Son candidat à la réélection à la présidence de la République, Emmanuel Macron, entend reprendre certaines des mesures qu’il avait présentées en 2017, mais qu’il n’a pas pu mettre en œuvre en raison de la crise du Covid. Mais à quoi ressemble réellement le programme économique de son adversaire Marine Le Pen, candidate du Rassemblement national ?
Pouvoir d’achat, environnement, énergie, endettement… Ouest-France a passé en revue ses principales mesures et leur impact potentiel, rassemblant les explications du candidat, mais aussi les avis d’économistes de différents pays.

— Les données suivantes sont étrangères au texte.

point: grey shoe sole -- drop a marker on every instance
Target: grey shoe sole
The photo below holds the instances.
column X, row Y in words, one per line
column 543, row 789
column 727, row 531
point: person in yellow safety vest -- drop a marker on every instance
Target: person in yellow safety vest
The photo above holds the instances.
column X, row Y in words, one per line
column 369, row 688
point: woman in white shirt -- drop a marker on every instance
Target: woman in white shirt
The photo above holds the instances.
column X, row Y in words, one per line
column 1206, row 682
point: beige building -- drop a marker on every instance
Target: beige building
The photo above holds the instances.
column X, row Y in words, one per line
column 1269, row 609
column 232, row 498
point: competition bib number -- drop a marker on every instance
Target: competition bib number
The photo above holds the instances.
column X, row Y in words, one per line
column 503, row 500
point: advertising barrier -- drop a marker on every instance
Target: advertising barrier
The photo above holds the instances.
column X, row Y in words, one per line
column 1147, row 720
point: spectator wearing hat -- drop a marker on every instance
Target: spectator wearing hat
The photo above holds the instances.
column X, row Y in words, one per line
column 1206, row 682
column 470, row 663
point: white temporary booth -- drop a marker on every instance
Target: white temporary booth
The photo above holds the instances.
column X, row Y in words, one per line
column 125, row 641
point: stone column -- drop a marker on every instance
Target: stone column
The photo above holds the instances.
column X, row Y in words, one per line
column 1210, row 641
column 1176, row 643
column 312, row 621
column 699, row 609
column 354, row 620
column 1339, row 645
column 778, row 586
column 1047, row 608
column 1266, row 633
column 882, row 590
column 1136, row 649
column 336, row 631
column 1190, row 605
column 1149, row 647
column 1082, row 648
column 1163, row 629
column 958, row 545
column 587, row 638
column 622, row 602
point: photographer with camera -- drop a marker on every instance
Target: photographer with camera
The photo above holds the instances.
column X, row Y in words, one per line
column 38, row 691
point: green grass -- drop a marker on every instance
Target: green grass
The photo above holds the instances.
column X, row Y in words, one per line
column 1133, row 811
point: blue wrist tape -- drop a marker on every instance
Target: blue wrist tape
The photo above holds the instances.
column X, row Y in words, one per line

Patriotisme économique à tout prix
Alors que la crise du Covid et la guerre en Ukraine montrent la forte dépendance de la France vis-à-vis des produits ou matières premières produits à l’étranger voire à l’autre bout du monde, Marin Le Pen a déclaré dans son émission qu’il souhaitait “introduire le patriotisme économique pour se réindustrialiser et produire de la richesse”. en France. Mais elle « protège aussi notre économie de la concurrence déloyale et remet en cause les accords de libre-échange qui ne respectent pas les intérêts de la France ».
Bouger, “pourquoi pas”, a déclaré Thierry Pesch, PDG du groupe de réflexion Terra Nova – qui se dit “progressiste et indépendant” – interrogé par Ouest-France. “Mais ensuite, il faut supposer que cela conduira à l’inflation, car le prix des services et des produits fabriqués en France sera plus élevé.” En fin de compte, “soit le consommateur, soit le contribuable” en paiera le prix, a-t-il souligné.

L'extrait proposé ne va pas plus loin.